Personal information
- Full name: Edmund Warren Craigie
- Born: 8 May 1842 Gorakhpur, North-Western Provinces, British India
- Died: 8 June 1907 (aged 65) Putney, London, England
- Batting: Unknown

Domestic team information
- 1870: Marylebone Cricket Club

Career statistics
| Competition | First-class |
| Matches | 1 |
| Runs scored | 0 |
| Batting average | 0.00 |
| 100s/50s | –/– |
| Top score | 0 |
| Catches/stumpings | –/– |
- Source: Cricinfo, 23 September 2021

= Edmund Craigie =

English cricketer and barrister

Edmund Warren Craigie (8 May 1842 — 8 June 1907) was an English first-class cricketer and barrister.

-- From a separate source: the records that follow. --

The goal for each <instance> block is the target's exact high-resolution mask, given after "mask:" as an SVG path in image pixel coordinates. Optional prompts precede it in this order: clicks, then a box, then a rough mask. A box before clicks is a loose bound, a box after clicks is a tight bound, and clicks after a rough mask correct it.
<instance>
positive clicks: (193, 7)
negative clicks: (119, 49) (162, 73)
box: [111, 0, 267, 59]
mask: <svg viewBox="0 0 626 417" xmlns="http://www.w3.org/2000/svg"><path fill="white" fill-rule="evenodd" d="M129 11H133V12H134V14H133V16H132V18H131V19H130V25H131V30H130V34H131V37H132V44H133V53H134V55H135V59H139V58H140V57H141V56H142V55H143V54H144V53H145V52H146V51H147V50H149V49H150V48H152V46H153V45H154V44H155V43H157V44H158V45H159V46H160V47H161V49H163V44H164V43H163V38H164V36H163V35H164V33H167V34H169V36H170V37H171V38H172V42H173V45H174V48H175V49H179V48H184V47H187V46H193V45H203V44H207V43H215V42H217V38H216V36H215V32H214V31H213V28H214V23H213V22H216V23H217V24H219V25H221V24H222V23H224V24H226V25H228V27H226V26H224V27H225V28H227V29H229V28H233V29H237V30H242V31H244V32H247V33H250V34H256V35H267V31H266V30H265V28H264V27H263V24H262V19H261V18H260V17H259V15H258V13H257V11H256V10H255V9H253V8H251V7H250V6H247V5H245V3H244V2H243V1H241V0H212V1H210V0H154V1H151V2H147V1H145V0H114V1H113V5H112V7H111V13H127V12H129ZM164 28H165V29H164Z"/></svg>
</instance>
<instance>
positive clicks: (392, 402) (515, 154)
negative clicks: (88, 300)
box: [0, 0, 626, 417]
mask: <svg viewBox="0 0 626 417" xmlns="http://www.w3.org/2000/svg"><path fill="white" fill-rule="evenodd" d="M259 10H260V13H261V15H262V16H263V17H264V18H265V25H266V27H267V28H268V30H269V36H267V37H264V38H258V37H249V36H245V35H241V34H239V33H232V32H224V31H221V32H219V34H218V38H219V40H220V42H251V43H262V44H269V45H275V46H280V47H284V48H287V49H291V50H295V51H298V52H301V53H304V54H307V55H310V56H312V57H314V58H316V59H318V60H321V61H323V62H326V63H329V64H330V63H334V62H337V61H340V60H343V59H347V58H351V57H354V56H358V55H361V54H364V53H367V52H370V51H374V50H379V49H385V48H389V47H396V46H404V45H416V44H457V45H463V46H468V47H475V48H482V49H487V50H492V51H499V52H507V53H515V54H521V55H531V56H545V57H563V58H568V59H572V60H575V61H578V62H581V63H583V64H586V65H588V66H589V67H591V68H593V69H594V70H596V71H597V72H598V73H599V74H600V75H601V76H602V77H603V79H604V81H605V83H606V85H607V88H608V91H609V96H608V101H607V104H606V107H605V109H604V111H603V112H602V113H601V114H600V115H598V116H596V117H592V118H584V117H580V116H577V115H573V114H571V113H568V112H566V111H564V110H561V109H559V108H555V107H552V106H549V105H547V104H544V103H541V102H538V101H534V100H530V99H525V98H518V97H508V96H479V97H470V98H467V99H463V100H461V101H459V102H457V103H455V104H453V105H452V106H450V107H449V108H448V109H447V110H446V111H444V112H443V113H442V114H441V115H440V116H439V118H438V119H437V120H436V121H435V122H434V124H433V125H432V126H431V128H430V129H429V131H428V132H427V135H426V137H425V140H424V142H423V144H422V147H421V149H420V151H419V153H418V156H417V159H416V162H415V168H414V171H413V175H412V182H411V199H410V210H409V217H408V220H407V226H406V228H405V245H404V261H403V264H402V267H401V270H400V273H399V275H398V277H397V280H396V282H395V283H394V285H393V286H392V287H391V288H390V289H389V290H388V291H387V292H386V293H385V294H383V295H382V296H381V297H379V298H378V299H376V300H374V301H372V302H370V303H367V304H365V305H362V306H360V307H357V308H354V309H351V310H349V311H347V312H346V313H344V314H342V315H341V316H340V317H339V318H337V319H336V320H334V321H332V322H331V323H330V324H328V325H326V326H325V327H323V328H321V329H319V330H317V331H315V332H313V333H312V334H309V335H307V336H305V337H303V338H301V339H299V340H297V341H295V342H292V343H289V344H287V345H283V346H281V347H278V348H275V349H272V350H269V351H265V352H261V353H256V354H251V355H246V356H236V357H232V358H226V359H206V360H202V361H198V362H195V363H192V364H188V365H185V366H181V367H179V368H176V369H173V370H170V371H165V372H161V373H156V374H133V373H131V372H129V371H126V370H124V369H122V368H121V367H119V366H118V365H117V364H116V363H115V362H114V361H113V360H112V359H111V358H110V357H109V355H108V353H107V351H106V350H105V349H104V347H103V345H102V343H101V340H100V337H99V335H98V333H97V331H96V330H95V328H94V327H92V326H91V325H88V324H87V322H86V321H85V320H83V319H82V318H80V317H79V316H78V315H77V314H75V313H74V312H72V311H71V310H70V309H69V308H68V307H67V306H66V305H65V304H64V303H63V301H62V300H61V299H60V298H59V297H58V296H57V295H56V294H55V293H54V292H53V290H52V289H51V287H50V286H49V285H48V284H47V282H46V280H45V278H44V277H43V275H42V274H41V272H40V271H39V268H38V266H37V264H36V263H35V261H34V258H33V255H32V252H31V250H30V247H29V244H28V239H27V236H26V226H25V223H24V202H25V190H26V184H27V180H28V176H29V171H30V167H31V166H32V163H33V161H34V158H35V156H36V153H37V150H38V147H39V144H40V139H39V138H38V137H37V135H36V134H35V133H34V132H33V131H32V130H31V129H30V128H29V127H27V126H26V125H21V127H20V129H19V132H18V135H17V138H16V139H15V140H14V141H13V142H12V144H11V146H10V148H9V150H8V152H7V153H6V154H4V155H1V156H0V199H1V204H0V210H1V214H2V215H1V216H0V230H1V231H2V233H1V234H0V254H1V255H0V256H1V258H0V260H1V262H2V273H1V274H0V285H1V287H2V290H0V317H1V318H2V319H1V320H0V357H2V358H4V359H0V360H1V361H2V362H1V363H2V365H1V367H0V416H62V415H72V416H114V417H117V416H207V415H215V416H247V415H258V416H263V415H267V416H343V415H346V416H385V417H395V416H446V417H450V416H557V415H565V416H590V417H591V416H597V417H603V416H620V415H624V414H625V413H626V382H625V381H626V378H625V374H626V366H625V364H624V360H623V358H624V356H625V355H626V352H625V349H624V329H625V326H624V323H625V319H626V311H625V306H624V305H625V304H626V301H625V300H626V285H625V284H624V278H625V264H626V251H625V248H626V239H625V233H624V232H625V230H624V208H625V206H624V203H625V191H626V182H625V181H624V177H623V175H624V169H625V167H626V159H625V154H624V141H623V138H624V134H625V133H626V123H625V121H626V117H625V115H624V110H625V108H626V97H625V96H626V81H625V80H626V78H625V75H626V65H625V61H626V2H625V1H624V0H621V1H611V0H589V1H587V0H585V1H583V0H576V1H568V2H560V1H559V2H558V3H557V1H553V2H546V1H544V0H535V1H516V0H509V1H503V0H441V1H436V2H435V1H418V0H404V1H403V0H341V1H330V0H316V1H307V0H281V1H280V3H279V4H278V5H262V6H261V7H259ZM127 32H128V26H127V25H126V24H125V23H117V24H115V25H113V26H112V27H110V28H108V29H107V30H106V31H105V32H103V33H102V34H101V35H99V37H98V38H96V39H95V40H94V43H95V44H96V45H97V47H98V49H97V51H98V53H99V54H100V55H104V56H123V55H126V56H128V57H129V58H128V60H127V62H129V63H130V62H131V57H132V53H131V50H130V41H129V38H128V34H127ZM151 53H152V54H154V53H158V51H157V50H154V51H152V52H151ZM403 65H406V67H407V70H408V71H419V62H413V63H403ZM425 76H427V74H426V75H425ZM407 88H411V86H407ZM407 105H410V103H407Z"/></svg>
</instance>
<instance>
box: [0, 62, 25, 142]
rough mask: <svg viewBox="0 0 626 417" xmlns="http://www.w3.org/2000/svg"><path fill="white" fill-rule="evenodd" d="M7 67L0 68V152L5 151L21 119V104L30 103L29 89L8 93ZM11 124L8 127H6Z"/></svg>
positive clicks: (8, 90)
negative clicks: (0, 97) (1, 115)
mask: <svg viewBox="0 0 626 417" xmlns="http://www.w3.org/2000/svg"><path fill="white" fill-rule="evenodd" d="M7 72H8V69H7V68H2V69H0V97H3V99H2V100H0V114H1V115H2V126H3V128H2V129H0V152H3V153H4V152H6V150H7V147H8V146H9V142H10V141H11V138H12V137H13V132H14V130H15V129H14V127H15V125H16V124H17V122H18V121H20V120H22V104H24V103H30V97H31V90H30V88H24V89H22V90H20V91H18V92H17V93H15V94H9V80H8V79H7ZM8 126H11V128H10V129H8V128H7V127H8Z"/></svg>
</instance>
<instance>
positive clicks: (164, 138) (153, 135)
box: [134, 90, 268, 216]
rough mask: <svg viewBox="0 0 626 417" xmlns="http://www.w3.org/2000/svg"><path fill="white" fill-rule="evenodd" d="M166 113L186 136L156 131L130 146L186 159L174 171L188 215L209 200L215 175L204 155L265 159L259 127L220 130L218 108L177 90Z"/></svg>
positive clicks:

The son of John Adair Craigie of the Bengal Civil Service, he was born in British India at Gorakhpur. He was educated in England at Harrow School. Craigie joined the British Army in September 1861, when he purchased the rank of cornet in the 2nd Dragoon Guards. He purchased the rank of lieutenant in December 1864, before retiring from active service in May 1870. Craigie became a student at the Inner Temple in April 1870, and in August of the same year he made a single appearance in first-class cricket for the Marylebone Cricket Club (MCC) against Gloucestershire at Lord's. Batting twice in the match, he was dismissed without scoring in the MCC first innings by Robert Miles, while in their second innings following-on he was dismissed by W. G. Grace for the same score. He was called to the bar to practice as a barrister in January 1873. Craigie died at his residence at Putney in June 1907.

His daughter Violet Mary was the first wife of Oscar Wilde's son Vyvyan Holland.